Probiotic LGG and its secretion factors (LGG supernatant) collected during the fermentation process reduced the overall invasion of enterobacter sakazakii in neonatal mice orally exposed to RPIF with different doses of enterobacter sakazakii. Of the tissues examined, the brain was most often invaded by enterobacter sakazakii, but the greatest protection was also obtained from treatment with LGG or LGG supernatant. For the brain, both LGG and LGG supernatant were equally protective against enterobacter sakazakii invasion. LGG supernatant was most effective in protecting neonatal mice from enterobacter sakazakii-related deaths.

Claims

1. A composition comprising a culture supernatant from a late exponential growth phase of a probiotic batch culture process for use in the treatment or prevention of a pathogen infection.

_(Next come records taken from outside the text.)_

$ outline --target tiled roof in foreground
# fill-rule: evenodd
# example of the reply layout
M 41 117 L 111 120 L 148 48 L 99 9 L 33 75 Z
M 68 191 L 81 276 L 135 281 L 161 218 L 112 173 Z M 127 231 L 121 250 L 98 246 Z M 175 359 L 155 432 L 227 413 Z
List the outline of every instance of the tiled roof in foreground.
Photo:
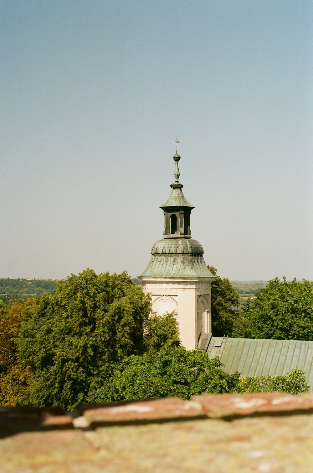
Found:
M 300 368 L 313 391 L 313 342 L 211 337 L 206 346 L 209 358 L 219 356 L 227 373 L 237 371 L 242 378 L 268 373 L 287 375 Z
M 0 471 L 312 473 L 313 408 L 313 394 L 283 393 L 85 404 L 71 415 L 3 407 Z

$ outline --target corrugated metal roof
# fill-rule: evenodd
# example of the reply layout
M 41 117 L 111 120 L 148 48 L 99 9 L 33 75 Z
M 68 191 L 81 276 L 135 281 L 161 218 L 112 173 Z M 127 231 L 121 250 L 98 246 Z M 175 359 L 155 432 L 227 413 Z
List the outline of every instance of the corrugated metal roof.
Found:
M 240 377 L 258 375 L 286 375 L 295 368 L 304 371 L 313 391 L 313 342 L 212 337 L 206 350 L 209 358 L 219 356 L 223 368 Z

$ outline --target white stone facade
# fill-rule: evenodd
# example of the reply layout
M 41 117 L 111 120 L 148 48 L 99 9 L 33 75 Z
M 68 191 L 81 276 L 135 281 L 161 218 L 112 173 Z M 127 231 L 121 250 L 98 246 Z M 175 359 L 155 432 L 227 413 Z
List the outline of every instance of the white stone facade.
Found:
M 156 278 L 141 276 L 143 289 L 152 299 L 152 315 L 174 312 L 181 344 L 196 349 L 201 332 L 211 333 L 212 278 Z

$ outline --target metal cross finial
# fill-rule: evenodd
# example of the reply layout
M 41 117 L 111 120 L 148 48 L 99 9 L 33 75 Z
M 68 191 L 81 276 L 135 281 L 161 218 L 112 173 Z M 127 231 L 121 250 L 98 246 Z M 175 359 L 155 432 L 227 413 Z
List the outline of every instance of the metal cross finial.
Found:
M 178 143 L 180 143 L 180 141 L 178 141 L 177 139 L 177 137 L 176 137 L 176 139 L 174 140 L 174 142 L 176 143 L 176 154 L 177 154 L 177 145 Z

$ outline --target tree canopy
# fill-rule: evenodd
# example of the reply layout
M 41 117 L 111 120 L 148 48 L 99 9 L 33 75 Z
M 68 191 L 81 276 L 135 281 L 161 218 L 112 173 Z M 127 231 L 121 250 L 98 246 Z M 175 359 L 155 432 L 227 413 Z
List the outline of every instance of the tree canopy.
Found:
M 313 282 L 275 278 L 248 299 L 234 334 L 246 338 L 313 340 Z
M 217 276 L 216 268 L 208 266 L 216 279 L 212 282 L 212 333 L 215 337 L 231 335 L 238 317 L 239 297 L 228 278 Z
M 156 353 L 124 359 L 98 390 L 96 400 L 189 399 L 195 394 L 225 393 L 237 384 L 239 374 L 228 375 L 220 369 L 222 366 L 218 358 L 209 359 L 203 351 L 165 345 Z
M 212 298 L 213 310 L 220 309 L 220 327 L 225 320 L 229 327 L 238 328 L 231 307 L 236 295 L 228 280 L 217 280 L 219 290 Z M 297 289 L 296 301 L 291 295 L 295 281 L 288 283 L 287 293 L 292 307 L 301 306 L 303 316 L 309 313 L 309 304 L 301 302 L 299 294 L 304 288 L 312 295 L 308 283 Z M 267 300 L 262 297 L 260 300 Z M 189 399 L 202 393 L 298 394 L 307 389 L 299 370 L 287 377 L 242 380 L 237 373 L 225 373 L 218 359 L 180 346 L 172 314 L 150 317 L 150 308 L 149 295 L 126 272 L 97 275 L 88 269 L 59 281 L 54 294 L 0 307 L 0 405 L 59 405 L 71 410 L 86 402 Z M 245 326 L 246 319 L 239 321 Z
M 27 401 L 74 409 L 114 364 L 140 353 L 150 297 L 126 272 L 87 269 L 35 299 L 22 323 L 19 356 L 33 373 Z

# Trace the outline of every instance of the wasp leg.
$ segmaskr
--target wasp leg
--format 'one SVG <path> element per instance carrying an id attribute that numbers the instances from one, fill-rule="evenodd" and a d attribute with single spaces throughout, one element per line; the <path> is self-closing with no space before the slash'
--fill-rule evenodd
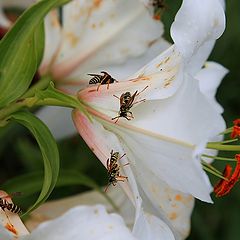
<path id="1" fill-rule="evenodd" d="M 133 103 L 133 105 L 135 105 L 135 104 L 137 104 L 137 103 L 140 103 L 140 102 L 145 102 L 145 101 L 146 101 L 146 99 L 142 99 L 142 100 L 140 100 L 140 101 L 137 101 L 137 102 Z"/>
<path id="2" fill-rule="evenodd" d="M 109 89 L 110 80 L 107 81 L 107 90 Z"/>
<path id="3" fill-rule="evenodd" d="M 124 156 L 126 156 L 126 153 L 124 153 L 124 154 L 118 159 L 118 161 L 119 161 L 120 159 L 122 159 Z"/>
<path id="4" fill-rule="evenodd" d="M 108 190 L 108 188 L 109 188 L 110 185 L 111 185 L 111 183 L 109 183 L 109 184 L 105 187 L 104 192 L 107 192 L 107 190 Z"/>
<path id="5" fill-rule="evenodd" d="M 107 160 L 107 170 L 110 171 L 110 163 L 109 163 L 109 158 Z"/>
<path id="6" fill-rule="evenodd" d="M 118 96 L 116 96 L 116 95 L 113 95 L 115 98 L 117 98 L 117 99 L 119 99 L 120 100 L 120 98 L 118 97 Z"/>
<path id="7" fill-rule="evenodd" d="M 125 180 L 128 181 L 128 177 L 126 176 L 118 176 L 116 177 L 117 181 L 120 181 L 120 182 L 125 182 Z"/>
<path id="8" fill-rule="evenodd" d="M 117 123 L 118 120 L 119 120 L 119 118 L 120 118 L 120 116 L 117 116 L 117 117 L 112 118 L 112 120 L 117 119 L 117 120 L 114 122 L 114 123 Z"/>
<path id="9" fill-rule="evenodd" d="M 138 93 L 136 94 L 136 96 L 138 96 L 140 93 L 144 92 L 147 88 L 148 88 L 148 86 L 146 86 L 142 91 L 138 92 Z"/>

2. The composition of claim 1, wherein the probiotic is LGG.

3. The composition of claim 1, wherein the pathogen is Enterobacter sakazakii (E.sakazakii) ((R))C. sakazakii)。

4. A composition for the treatment or prevention of a pathogen infection according to claim 1 obtainable by a process comprising the steps of: (a) using a batch process, the probiotic is cultured in a suitable medium; (b) harvesting the culture supernatant at a later stage of the exponential growth phase of the culturing step, which is defined as the second half of the time between the lag phase and the stationary phase of the batch culture process; (c) optionally removing low molecular weight components from the supernatant to retain molecular weight components in excess of 5 kDa; (d) removing liquid contents from the culture supernatant to obtain the composition.

5. The composition of claim 4, wherein the probiotic is LGG and the pathogen is Enterobacter sakazakii.

6. The composition of claim 5, wherein the late exponential phase is defined with reference to the latter quarter of the time between the lag phase and the stationary phase of the batch culture process.

7. The composition of claim 1, wherein the batch culture is performed in a medium lacking polysorbate.

8. The composition of claim 7, wherein the culture medium comprises an ingredient selected from the group consisting of: oleic acid, linseed oil, olive oil, rapeseed oil, sunflower oil and mixtures thereof.

9. The composition of claim 4, wherein the batch culture is performed at a pH of 5-7.

10. The composition of claim 1 comprising a prenatal, infant or children's formula or nutritional composition or supplement, a medical food, or a food for a specific medical purpose.